Había pasado un tiempo considerable desde la última vez que había flotado gracias a la influencia de la felicidad. Ese día, veintiocho de junio, al abrir la computadora y leer mi aceptación a la universidad, volví a sentirla: cálida, pomposa y abrasiva. Me embriagué de ella y del vino que serví en dos copas y, así acompañado, me senté en la orilla de la terraza a ver los colores ocres y morados de un hermoso atardecer. Colgué mis piernas, sin miedo a caerme.
He convivido y sentido constantemente a mis miedos; sé cómo suben desde el estómago y ejercen su presión osmótica sobre mí. A veces, me han paralizado y retrasado mi felicidad. En otras ocasiones, han salvado mi vida. Ese día, en particular, me hicieron reflexionar sobre mis propias limitaciones: miedo a equivocarme una vez más en mi elección, al rechazo, a reducir mis ingresos mientras estudio y no poder hacer frente a la vida, a fallarme.
Es curioso cómo el miedo puede dar paso a la tristeza y a la melancolía.

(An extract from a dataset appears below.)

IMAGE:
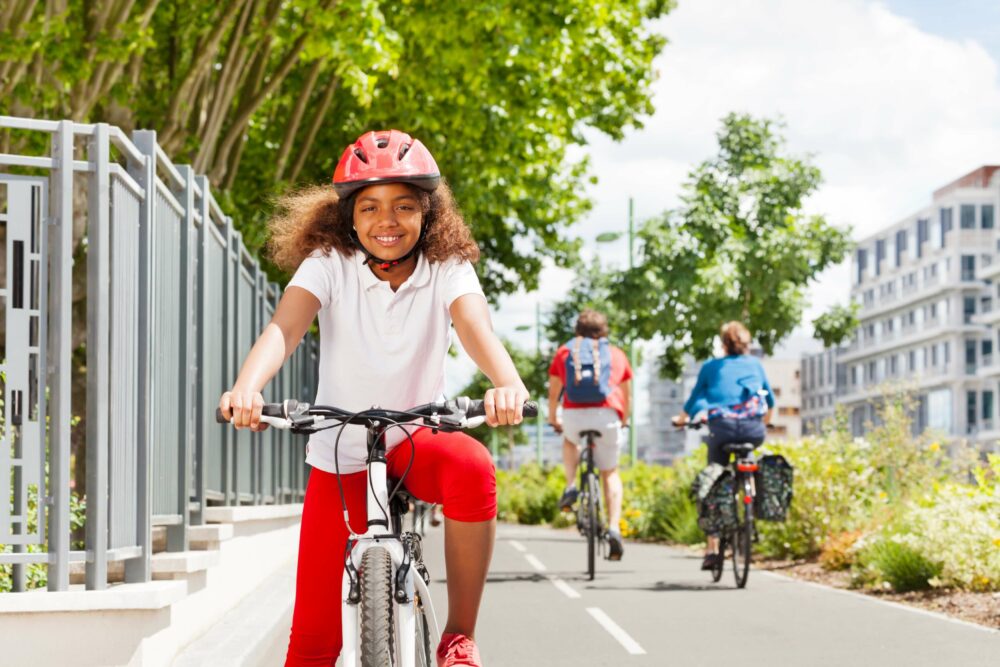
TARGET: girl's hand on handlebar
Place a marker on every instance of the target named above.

En teoría, son contradicciones de la felicidad, pero parece ser que realmente la anteceden y complementan. Ese día me sentí melancólico, extrañando a quienes están en mi natal Querétaro, tierra del vino y del desierto, a más de mil kilómetros de distancia, y también a los que ya no están, pero sus fantasmas viven siempre en mí. ¿Qué pensarían de mí? ¿Estarían orgullosos?
La duda e incertidumbre me asaltaron ese día y continúan apareciéndose, más durante las noches. Recuerdo ese atardecer del veintiocho; mientras los mosquitos y las dudas me mordían, volví la mirada hacia mi lado y encontré en los ojos de mi novio un brillo más fuerte que el sol, el de toda la bondad del mundo. Ahí estaba la fuerza y la motivación para continuar. Entre notas de pimienta, sentí en nuestros labios el amor, otra vez: esa emoción que también baja, envuelve, oprime y hace llorar; escurridiza, pero tierna y empalagosa.

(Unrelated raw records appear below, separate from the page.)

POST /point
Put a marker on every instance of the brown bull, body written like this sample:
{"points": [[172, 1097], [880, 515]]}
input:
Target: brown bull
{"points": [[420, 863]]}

Así comprendí que la transición y el viaje apenas comenzaban, un trayecto que se pinta escabroso y complicado, pero también prometedor y conmovedor. Ese veintiocho entendí que no estaba solo en el camino, que podía amar porque ya había vuelto a amarme a mí mismo, y que los fantasmas no se van; permanecen en el ocre de una mirada y de un atardecer. 17 de Octubre del 2024. Mérida, Yucatán. Edwin CQ.